Biofortified rice is not currently available for distribution in the Philippines, but biofortified crops are available in many other countries. For example, in Bangladesh, large quantities of seed of several zinc rice varieties are already available. The Bangladesh Agricultural Development Corporation (BADC), a government entity, is responsible for a high proportion of rice seed multiplied and sold to farmers each year. By immediately increasing the proportion of biofortified seed produced through the Bangladesh Rice Research Institute (BRRI) and BADC, zinc intakes in Bangladesh perforce will be increased.
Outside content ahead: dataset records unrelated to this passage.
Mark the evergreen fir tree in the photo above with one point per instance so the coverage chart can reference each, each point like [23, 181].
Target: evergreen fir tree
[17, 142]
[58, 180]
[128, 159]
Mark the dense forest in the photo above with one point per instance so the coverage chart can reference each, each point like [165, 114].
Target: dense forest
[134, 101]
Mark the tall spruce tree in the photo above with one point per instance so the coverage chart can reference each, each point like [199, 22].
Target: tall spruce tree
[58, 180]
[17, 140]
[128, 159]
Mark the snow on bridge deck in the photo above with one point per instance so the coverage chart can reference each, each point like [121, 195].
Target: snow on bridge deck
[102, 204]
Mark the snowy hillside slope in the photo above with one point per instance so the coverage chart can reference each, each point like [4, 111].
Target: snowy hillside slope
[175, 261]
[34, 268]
Yields of biofortified crops are high. Therefore, the market price to consumers of biofortified foods will be the same as for non-biofortified foods. Substituting biofortified food staples in diets, at a one-for-one rate to non-biofortified foods, provides additional nutrients (an additional 20-40 percent of daily requirements) at no extra cost to family food budgets. Biofortified staple foods not only make a contribution to better nutrition under COVID-19—they will contribute to provide more-nutritious food supplies after COVID-19 is fully contained. The benefits of biofortified crops sustain harvest after harvest.
To repeat: Biofortification can be implemented even under lockdown and at virtually no extra cost to governments and consumers. This is not magic. This is the result of 17 years of investments in agricultural and nutrition research to develop high-yielding, high-nutrient staple food crops. Now, under the difficult conditions of COVID-19, is an opportunity to reap the rewards of this long-term investment in improved nutrition.
Note: Howarth “Howdy” Bouis is Founding Director of HarvestPlus and Emeritus Fellow of the International Food Policy Research Institute (IFPRI). Bouis shared the World Food Prize in 2016 in recognition of his seminal efforts to advance development and implementation of staple crop biofortification.